I’m talking about the so-called “alt-right,” which stands for “alternative right,” though I can’t find anything particularly “right-wing” about them -- not in the American sense, which has traditionally meant advocacy of free markets, individual rights, and the ideals of our Founding Fathers....
The alt-right isn’t part of the intellectual traditions of the American right, nor is it an alternative to anything. It’s just the same old white-sheet set, repackaged with red “Make America Great Again” golf caps. They’re serving as ignorant tools of the left, and they should be exposed as such.
National Review's Ian Tuttle expresses disgust at the notion that the alt-right is doing a job the establishment right won't do:
The Alt-Right’s origin story will sound familiar: Conservatives, the Breitbart writers say, refused to defend “humanism, liberalism, and universalism” against “black and feminist identity politics” and “left-wing moral relativism.” They “turned a blind eye to the rise of tribal, identitarian movements on the Left while mercilessly suppressing any hint of them on the Right.” (Something like this tale of woe is used by Trump supporters to explain, and to justify, his rise.) This is largely false.Tuttle is also shocked, shocked, at the alt-right's embrace of racism; both he and Tracinski note that establishment rightist are regularly called "cuckservatives" by alt-rightists. As Tracinski writes:
It’s simply nonsense to suggest that American conservatism was willfully complicit in the rise of the identity-politics Left, or that conservatives have wholly forsaken their commitment to constitutional, and generally Judeo-Christian, values. For decades, conservatives have fought against racial favoritism, against the normalization of sexual perversion, against the “Hey, hey, ho, ho! Western Civ has got to go!” ethos that animates so much of progressivism.

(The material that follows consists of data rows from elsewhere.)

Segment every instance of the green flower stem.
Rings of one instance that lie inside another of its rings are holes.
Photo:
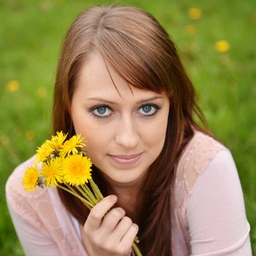
[[[94,206],[96,206],[99,203],[99,201],[95,197],[94,195],[91,192],[91,189],[86,185],[81,185],[81,188],[88,195],[88,196],[91,198],[91,202],[93,202],[93,203],[94,203]]]
[[[142,254],[141,254],[139,248],[138,247],[138,246],[135,244],[135,243],[132,244],[132,249],[135,251],[137,256],[142,256]]]
[[[95,201],[91,199],[91,197],[89,195],[88,191],[85,191],[85,189],[82,189],[80,186],[76,186],[75,187],[84,196],[84,197],[88,200],[92,205],[95,205]]]
[[[95,196],[97,199],[99,199],[99,200],[102,200],[104,197],[102,195],[102,194],[101,193],[98,186],[95,184],[95,182],[94,181],[94,180],[92,178],[89,179],[89,182],[90,182],[90,185],[95,194]]]
[[[80,196],[77,192],[73,192],[69,189],[67,189],[66,187],[61,186],[61,185],[58,185],[58,187],[59,187],[61,189],[64,189],[67,192],[68,192],[69,193],[75,195],[76,197],[78,197],[78,199],[80,199],[85,205],[86,207],[88,207],[90,210],[94,207],[94,205],[92,205],[89,201],[88,201],[86,199],[82,197],[81,196]]]

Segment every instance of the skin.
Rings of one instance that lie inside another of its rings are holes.
[[[129,206],[132,212],[148,167],[163,147],[170,102],[165,94],[129,87],[108,67],[116,89],[99,54],[91,54],[78,79],[71,116],[75,132],[86,138],[88,157],[119,204]],[[122,208],[106,214],[116,200],[106,197],[87,218],[83,241],[90,256],[130,253],[138,227]]]

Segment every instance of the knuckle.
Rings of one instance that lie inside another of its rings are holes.
[[[124,248],[124,247],[116,248],[116,253],[122,256],[129,255],[130,252],[131,252],[131,249],[129,248]]]
[[[113,215],[115,217],[120,217],[121,216],[124,216],[125,214],[125,211],[123,208],[121,207],[114,208],[110,211],[111,215]]]
[[[124,219],[124,221],[126,223],[129,224],[129,225],[131,225],[132,224],[132,220],[129,217],[127,217],[127,216],[125,216],[125,217],[123,218],[123,219]]]
[[[94,210],[94,208],[92,208],[90,212],[90,217],[93,219],[101,219],[101,217],[99,216],[99,214],[98,214],[97,211],[96,211],[96,209]]]

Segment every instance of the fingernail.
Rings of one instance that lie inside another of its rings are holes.
[[[115,195],[110,195],[110,199],[113,201],[116,202],[117,200],[117,196]]]

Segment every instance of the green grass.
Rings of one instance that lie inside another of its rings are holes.
[[[50,134],[53,85],[67,29],[85,7],[110,3],[151,12],[178,45],[200,106],[234,157],[256,252],[255,1],[197,1],[203,15],[193,20],[188,10],[195,6],[185,0],[5,0],[0,1],[0,255],[23,255],[7,210],[4,184]],[[195,26],[194,35],[186,32],[187,25]],[[227,53],[215,50],[219,39],[229,42]],[[14,92],[7,89],[12,80],[20,84]]]

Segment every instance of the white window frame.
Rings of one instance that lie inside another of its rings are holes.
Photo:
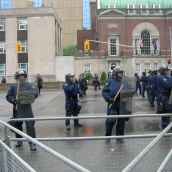
[[[112,8],[112,9],[114,9],[114,8],[116,8],[116,4],[108,4],[108,8]]]
[[[22,65],[26,65],[26,67],[22,68]],[[28,63],[18,63],[18,69],[25,70],[28,73]]]
[[[17,29],[18,30],[27,30],[27,25],[28,25],[28,21],[27,19],[18,19],[17,20]]]
[[[91,73],[91,64],[90,63],[85,63],[84,64],[84,72],[85,73]]]
[[[111,45],[110,45],[111,39],[116,39],[116,54],[111,53]],[[109,39],[108,39],[108,55],[109,56],[118,56],[119,55],[119,37],[117,37],[117,36],[109,37]]]
[[[2,22],[2,24],[1,24]],[[0,19],[0,31],[5,31],[5,20],[4,19]]]
[[[27,53],[27,41],[20,41],[21,42],[21,51],[19,53]]]
[[[149,68],[147,67],[147,64],[149,64]],[[144,70],[148,72],[151,69],[151,63],[144,63]]]
[[[130,8],[130,6],[132,6],[133,8]],[[127,9],[128,9],[128,14],[133,14],[136,12],[135,10],[135,4],[128,4],[127,5]]]
[[[0,54],[4,54],[4,53],[5,53],[5,42],[0,42]]]
[[[146,8],[144,9],[143,6],[146,6]],[[149,10],[148,9],[148,4],[140,4],[140,8],[141,8],[141,13],[142,14],[147,14]],[[143,10],[145,10],[146,12],[143,12]]]
[[[4,69],[1,69],[1,66],[3,66]],[[0,76],[4,76],[4,75],[6,75],[6,64],[0,64]]]
[[[158,8],[157,8],[158,6]],[[161,13],[161,4],[153,4],[153,9],[155,13]]]

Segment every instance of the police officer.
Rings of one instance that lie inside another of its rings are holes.
[[[81,110],[81,105],[78,104],[79,86],[75,83],[75,77],[73,74],[68,73],[65,75],[66,82],[63,85],[65,93],[65,110],[66,117],[78,116]],[[70,119],[65,121],[66,130],[70,130]],[[74,127],[82,127],[78,119],[74,119]]]
[[[13,104],[13,118],[34,118],[31,104],[20,104],[20,101],[18,100],[18,95],[20,91],[34,91],[35,98],[38,97],[38,91],[32,87],[32,85],[28,82],[26,82],[27,73],[24,70],[18,70],[15,74],[15,79],[17,80],[16,84],[13,84],[7,95],[6,99],[8,102]],[[34,121],[26,121],[26,132],[29,136],[35,138],[36,132],[34,128]],[[22,124],[23,122],[16,122],[15,127],[22,131]],[[15,133],[16,138],[22,138],[21,135]],[[30,144],[31,151],[36,151],[35,144]],[[16,144],[16,147],[21,147],[23,145],[22,141],[18,141]]]
[[[169,104],[170,93],[172,89],[172,78],[168,76],[168,67],[160,67],[160,75],[156,79],[160,108],[158,108],[158,113],[171,113],[172,108]],[[170,122],[170,117],[161,117],[161,127],[164,129]]]
[[[102,90],[102,96],[106,102],[108,102],[107,107],[107,115],[119,115],[120,114],[120,96],[118,95],[116,100],[114,97],[117,92],[120,90],[121,83],[123,78],[123,70],[120,66],[116,66],[112,71],[112,77],[108,79],[106,85]],[[110,104],[112,106],[110,107]],[[116,135],[124,135],[124,127],[125,127],[125,118],[118,118],[117,122],[115,118],[107,118],[106,119],[106,134],[105,136],[111,136],[113,126],[116,122]],[[107,139],[107,142],[110,140]],[[117,141],[123,142],[122,139],[117,139]]]
[[[140,81],[142,82],[142,97],[144,98],[146,87],[148,85],[148,78],[146,76],[146,72],[142,72],[142,77],[141,77]]]
[[[149,86],[149,103],[151,107],[154,107],[154,101],[156,99],[157,105],[159,104],[159,93],[156,83],[158,77],[157,70],[153,70],[151,75],[148,77],[148,86]]]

... “cuckservative” is their go-to insult for those of us who are actually on the right. It refers to the idea that non-racists want to be cuckolded by letting their women sleep with black men.Lost in all this is the racism of the establishment right in recent years. Maybe most establishment rightists put a bit of distance between themselves and the birthers, but they accused President Obama of being a Kenyan anti-colonialist, engaged in demagoguery about ACORN and the New Black Panthers, smeared Shirley Sherrod and the Black Lives Matter movement, and systematically deprived blacks of the right to vote. They warned us of the perils of the "Ground Zero mosque" and told us that Muslim boy who built a clock was probably a terrorist or terrorist-wannabe.
So the alt-right agenda is a throwback, at best, to the Jim Crow South.
But now racism and Trumpism are all seen as a very separate thing: the alt-right. And that's going to be their story when the Trump moment is over: It was those awful alt people. It wasn't us. And all the pundits and chin-scratchers in the mainstream media will glom onto that: Yes, it wasn't Republicans who gave us Trump. It was the alt-right.